P.P.S. Writing this has helped me understand that yes, indeed, sometimes there are things we do really need to know, but we really don’t want to know them. I get it, I get it, I get it…
P.P.P.S. The post 'Atomic Towns' may be of interest.
‘Quote of the day' with this post: “There is an almost gravitational pull toward putting out of mind unpleasant facts. And our collective ability to face painful facts is no greater than our personal one. We tune out, we turn away, we avoid. Finally we forget, and forget we have forgotten.” ~ Daniel Goleman, Ph.D.
Runner-up quote: “It is not the strongest of the species that survives, nor the one most intelligent, but the one most responsive to change.” – Charles Darwin
(1) Hmmm.
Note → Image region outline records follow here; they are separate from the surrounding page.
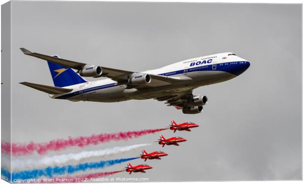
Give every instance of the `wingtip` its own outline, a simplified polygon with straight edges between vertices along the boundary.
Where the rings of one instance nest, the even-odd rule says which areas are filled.
[[[23,54],[26,54],[26,55],[28,55],[28,54],[30,54],[32,53],[31,52],[30,52],[30,51],[27,50],[26,49],[25,49],[24,48],[22,47],[22,48],[20,48],[20,50],[21,50],[21,51],[22,51],[22,52],[23,53]]]

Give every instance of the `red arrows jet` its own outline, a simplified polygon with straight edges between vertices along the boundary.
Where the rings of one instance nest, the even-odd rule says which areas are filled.
[[[174,120],[172,120],[172,123],[171,124],[171,126],[170,126],[170,129],[174,130],[174,132],[176,132],[177,130],[186,130],[190,132],[190,129],[189,128],[198,126],[199,126],[199,125],[191,122],[183,123],[181,124],[177,124]]]
[[[152,167],[146,164],[138,165],[136,166],[133,166],[128,162],[127,163],[127,167],[125,168],[126,172],[129,172],[129,174],[130,174],[133,172],[134,173],[138,173],[140,172],[141,173],[146,173],[146,172],[144,171],[145,170],[152,169]]]
[[[159,144],[162,145],[162,147],[164,147],[165,145],[179,146],[178,143],[186,141],[186,139],[180,137],[174,137],[166,139],[162,135],[160,135],[160,139],[158,140]]]
[[[161,160],[160,156],[167,156],[168,155],[168,154],[160,151],[148,153],[145,150],[143,150],[142,151],[142,153],[143,154],[141,155],[141,158],[144,159],[144,161],[146,161],[148,159],[150,160],[152,160],[153,159]]]

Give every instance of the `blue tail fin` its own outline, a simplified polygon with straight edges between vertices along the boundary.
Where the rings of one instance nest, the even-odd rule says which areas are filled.
[[[59,58],[57,55],[52,56]],[[57,87],[63,87],[88,82],[71,68],[49,61],[48,64],[54,85]]]

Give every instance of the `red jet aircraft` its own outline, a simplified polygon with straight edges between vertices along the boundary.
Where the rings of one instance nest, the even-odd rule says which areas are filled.
[[[148,165],[141,164],[138,165],[136,166],[133,166],[130,164],[129,162],[127,163],[127,167],[126,168],[126,172],[129,172],[129,174],[132,172],[138,173],[141,172],[141,173],[146,173],[145,170],[151,169],[152,168],[152,167]]]
[[[143,150],[142,151],[142,153],[143,154],[140,155],[141,158],[145,159],[144,161],[146,161],[148,159],[150,160],[152,160],[153,159],[161,160],[160,156],[167,156],[168,155],[168,154],[160,151],[148,153],[145,150]]]
[[[164,147],[165,145],[179,146],[178,143],[186,141],[186,139],[180,137],[174,137],[166,139],[162,135],[160,135],[160,139],[158,140],[159,144],[162,145],[162,147]]]
[[[177,130],[190,131],[189,128],[195,128],[198,126],[199,126],[199,125],[191,122],[183,123],[181,124],[177,124],[174,120],[172,120],[172,123],[171,124],[171,126],[170,126],[170,129],[174,130],[174,132],[176,132]]]

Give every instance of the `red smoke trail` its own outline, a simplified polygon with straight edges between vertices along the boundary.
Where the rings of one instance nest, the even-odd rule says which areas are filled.
[[[69,177],[63,178],[52,178],[50,179],[46,180],[45,182],[42,180],[41,183],[71,183],[71,182],[90,182],[90,180],[93,178],[98,178],[109,175],[111,175],[124,171],[117,171],[112,172],[105,172],[103,173],[95,173],[82,175],[76,176],[75,177]]]
[[[32,142],[28,144],[12,143],[12,153],[14,155],[25,155],[36,152],[40,154],[45,153],[49,151],[59,151],[69,147],[84,147],[111,141],[120,141],[122,140],[137,138],[149,134],[154,133],[168,128],[159,128],[140,131],[127,131],[114,133],[103,133],[98,135],[92,135],[90,136],[81,136],[76,138],[69,137],[68,139],[57,139],[50,141],[47,143],[34,143]],[[9,153],[10,143],[1,143],[1,152]]]

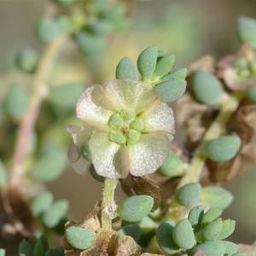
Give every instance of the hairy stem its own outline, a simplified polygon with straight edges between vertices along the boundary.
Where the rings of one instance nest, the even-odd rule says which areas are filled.
[[[203,153],[206,143],[225,132],[226,125],[232,114],[237,110],[240,102],[242,98],[243,94],[234,93],[223,101],[218,115],[205,133],[201,143],[195,150],[195,156],[192,158],[190,164],[187,168],[185,175],[179,182],[178,188],[187,183],[195,183],[200,180],[201,174],[207,160],[207,156]],[[186,216],[188,213],[187,211],[187,208],[179,205],[177,206],[176,201],[173,201],[170,205],[164,219],[171,218],[172,220],[178,221],[180,218]]]
[[[67,37],[67,34],[62,34],[50,43],[38,64],[32,82],[30,108],[21,120],[15,148],[13,165],[10,171],[10,184],[12,186],[17,186],[20,183],[25,172],[24,163],[27,158],[31,136],[38,116],[40,105],[48,94],[48,79],[58,53]]]
[[[229,98],[224,99],[219,109],[218,115],[207,131],[196,150],[197,154],[192,158],[190,165],[188,167],[188,171],[181,179],[178,187],[189,183],[199,181],[202,168],[207,160],[207,156],[203,154],[205,145],[209,141],[223,135],[225,132],[227,123],[234,112],[236,112],[238,108],[242,97],[242,94],[234,93],[229,96]]]
[[[114,191],[118,180],[106,177],[102,200],[102,228],[112,229],[112,219],[114,216],[115,202]]]

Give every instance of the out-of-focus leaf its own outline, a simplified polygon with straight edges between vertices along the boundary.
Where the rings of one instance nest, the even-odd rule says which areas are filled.
[[[66,154],[62,150],[44,154],[35,164],[31,175],[42,182],[51,182],[61,176],[67,164]]]
[[[8,183],[8,173],[3,161],[0,160],[0,188]]]
[[[256,20],[240,17],[237,20],[237,34],[242,43],[247,43],[256,49]]]
[[[26,114],[29,108],[29,96],[26,90],[19,84],[14,84],[4,101],[6,113],[14,119]]]
[[[81,83],[66,83],[51,89],[49,100],[61,109],[75,108],[78,99],[84,90]]]

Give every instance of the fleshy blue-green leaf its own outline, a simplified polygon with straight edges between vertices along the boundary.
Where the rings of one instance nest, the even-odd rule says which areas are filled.
[[[59,177],[67,164],[66,154],[62,150],[57,149],[51,154],[44,154],[36,162],[31,175],[42,182],[51,182]]]
[[[183,206],[193,206],[198,202],[201,192],[201,187],[199,183],[188,183],[176,191],[175,199]]]
[[[256,49],[256,20],[241,16],[237,20],[237,34],[242,43]]]
[[[57,2],[61,5],[69,6],[77,3],[78,0],[57,0]]]
[[[227,255],[233,255],[237,252],[238,250],[237,244],[229,241],[221,241],[221,242],[223,243],[223,247],[225,248],[225,253]]]
[[[206,71],[200,71],[194,74],[192,89],[195,98],[207,105],[219,103],[224,95],[221,82],[212,73]]]
[[[178,155],[171,150],[167,160],[159,168],[159,172],[164,176],[177,177],[184,172],[183,164]]]
[[[8,183],[8,173],[3,161],[0,160],[0,188]]]
[[[172,232],[175,224],[171,221],[162,222],[156,230],[156,240],[160,248],[166,253],[176,253],[179,247],[174,242]]]
[[[229,237],[234,232],[236,228],[236,221],[232,219],[224,219],[222,224],[222,230],[218,236],[219,240]]]
[[[222,213],[222,210],[218,208],[211,208],[209,209],[202,217],[201,220],[201,226],[204,226],[213,220],[215,220],[218,217],[219,217]]]
[[[32,247],[26,240],[19,246],[19,256],[33,256]]]
[[[138,80],[136,66],[129,57],[123,58],[118,64],[115,71],[117,79]]]
[[[78,99],[84,90],[81,83],[65,83],[51,89],[49,101],[61,109],[75,109]]]
[[[43,222],[48,228],[53,228],[58,224],[61,219],[66,215],[68,209],[68,201],[60,200],[55,202],[52,207],[43,214]]]
[[[34,215],[38,216],[40,213],[49,209],[52,203],[52,194],[49,192],[43,192],[32,200],[32,201],[30,204],[30,207]]]
[[[183,249],[191,249],[196,241],[190,222],[187,218],[183,218],[177,222],[172,231],[174,242]]]
[[[156,67],[157,57],[157,47],[148,47],[139,55],[137,64],[144,81],[150,80]]]
[[[196,206],[193,207],[189,213],[188,219],[189,220],[192,227],[197,230],[200,227],[201,220],[204,215],[204,207],[203,206]]]
[[[151,196],[134,195],[119,202],[116,213],[124,220],[139,221],[150,212],[153,205],[154,199]]]
[[[174,55],[166,55],[157,61],[155,70],[154,73],[154,78],[162,78],[170,73],[175,61]]]
[[[210,141],[205,147],[209,159],[216,162],[225,162],[234,158],[241,146],[240,137],[221,136]]]
[[[20,84],[14,84],[4,100],[6,113],[14,119],[24,116],[29,108],[29,96]]]
[[[163,102],[172,102],[183,95],[186,90],[185,80],[175,79],[158,84],[154,92]]]
[[[90,166],[89,171],[90,171],[90,175],[91,175],[96,181],[98,181],[99,183],[103,183],[103,182],[104,182],[105,177],[97,174],[96,172],[96,170],[95,170],[95,167],[94,167],[93,165],[91,165],[91,166]]]
[[[65,237],[73,247],[85,250],[91,247],[96,233],[80,227],[69,227],[66,230]]]
[[[211,208],[226,209],[233,201],[232,194],[220,187],[202,188],[201,199]]]
[[[138,242],[141,236],[140,231],[141,231],[141,228],[139,225],[130,224],[130,225],[124,226],[119,231],[119,233],[120,235],[130,236],[134,239],[136,242]]]
[[[199,244],[193,247],[189,252],[189,256],[193,256],[196,252],[203,252],[207,256],[220,256],[224,255],[225,247],[222,241],[210,241]]]
[[[201,229],[198,237],[201,241],[216,241],[220,240],[220,234],[223,228],[221,218],[218,218],[212,222],[207,224],[204,228]]]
I’m noticing here that I still don’t really like knowing this…
(2) World as Lover, World as Self – Courage for Global Justice and Ecological Renewal, Parallax Press, 2007, page 96.
(3) Joanna Macy & Molly Young Brown in Coming Back to Life – Practices to Reconnect Our Lives, Our World, New Society Publishers, 1998.
(4) World as Lover, World as Self – Courage for Global Justice and Ecological Renewal, Parallax Press, 2007, page 95.